An important thing to remember is that the figure is meant as total coverage for all of your unattached buildings, and even fixtures like fences. So if the addition of the shed now brings the value of your outbuildings to more than 10 percent of your standard coverage, you may want to increase the total of your homeowners insurance policy, Mobley says.
“It really depends on the cost of the shed,” she explains. “If you have a home that’s worth $200,000, and your shed is worth $20,000, then it may become a little dicey. You would definitely want to know the cost to rebuild it if it ever was flattened to the ground.”
The amount of protection you have for personal property, including items stored inside the shed, may also be derived from the amount of insurance you have on your home, Mobley says.

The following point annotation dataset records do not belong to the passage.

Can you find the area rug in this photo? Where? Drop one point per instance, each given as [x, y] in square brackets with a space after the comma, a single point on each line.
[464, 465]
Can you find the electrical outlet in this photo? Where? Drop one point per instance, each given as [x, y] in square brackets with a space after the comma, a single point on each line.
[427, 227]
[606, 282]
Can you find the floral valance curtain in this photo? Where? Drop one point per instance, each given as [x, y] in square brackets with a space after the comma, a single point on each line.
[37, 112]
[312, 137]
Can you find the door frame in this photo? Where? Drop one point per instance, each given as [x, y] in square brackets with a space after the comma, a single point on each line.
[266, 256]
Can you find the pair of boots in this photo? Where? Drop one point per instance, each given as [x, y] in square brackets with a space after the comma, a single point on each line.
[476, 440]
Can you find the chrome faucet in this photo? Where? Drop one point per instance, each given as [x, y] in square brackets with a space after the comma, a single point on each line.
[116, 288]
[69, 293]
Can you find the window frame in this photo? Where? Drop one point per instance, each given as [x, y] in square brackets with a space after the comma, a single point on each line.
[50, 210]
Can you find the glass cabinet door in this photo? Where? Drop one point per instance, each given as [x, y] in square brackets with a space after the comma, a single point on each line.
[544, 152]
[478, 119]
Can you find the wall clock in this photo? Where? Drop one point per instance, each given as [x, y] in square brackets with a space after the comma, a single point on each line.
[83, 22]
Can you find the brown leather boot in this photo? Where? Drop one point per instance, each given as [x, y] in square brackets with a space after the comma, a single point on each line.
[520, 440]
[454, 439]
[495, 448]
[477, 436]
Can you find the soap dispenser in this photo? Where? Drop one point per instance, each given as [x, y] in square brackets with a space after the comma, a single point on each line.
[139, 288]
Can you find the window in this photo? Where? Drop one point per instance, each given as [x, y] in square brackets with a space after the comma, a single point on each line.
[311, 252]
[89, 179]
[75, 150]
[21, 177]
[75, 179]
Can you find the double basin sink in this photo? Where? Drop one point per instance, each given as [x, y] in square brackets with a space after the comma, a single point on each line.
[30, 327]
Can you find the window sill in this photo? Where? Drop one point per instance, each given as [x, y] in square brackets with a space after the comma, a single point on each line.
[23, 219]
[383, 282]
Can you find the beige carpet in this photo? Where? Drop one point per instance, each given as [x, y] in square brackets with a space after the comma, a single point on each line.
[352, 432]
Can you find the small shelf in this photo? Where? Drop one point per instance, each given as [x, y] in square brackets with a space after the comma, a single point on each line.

“Depending on your carrier, your base policy may include coverage for your belongings based on the amount of the amount of insurance you have on your home, and the coverage would not cost you any additional money,” she says.
Though, you may want to be careful about what exactly you store in your shed and consider what perils your policy covers. Outdoor equipment such as a lawn mower or gardening tools may be better items to store in a shed than, say, clothing or other belongings that might not hold up as well to humidity, insects or other potential risks that would likely not be covered by insurance.
Even for items that are covered, limits will apply. Talk to your local agent to learn about how your policy helps protect your structures and personal property from certain perils, and about its stated coverage limits.
To properly protect certain high-value items, you can purchase additional coverage that protects the specific item for its appraised value. “You would be smart to insure that separately,” Mobley says.
Bottom line, she says, “Enjoy your new building, but don’t keep valuables in your shed.”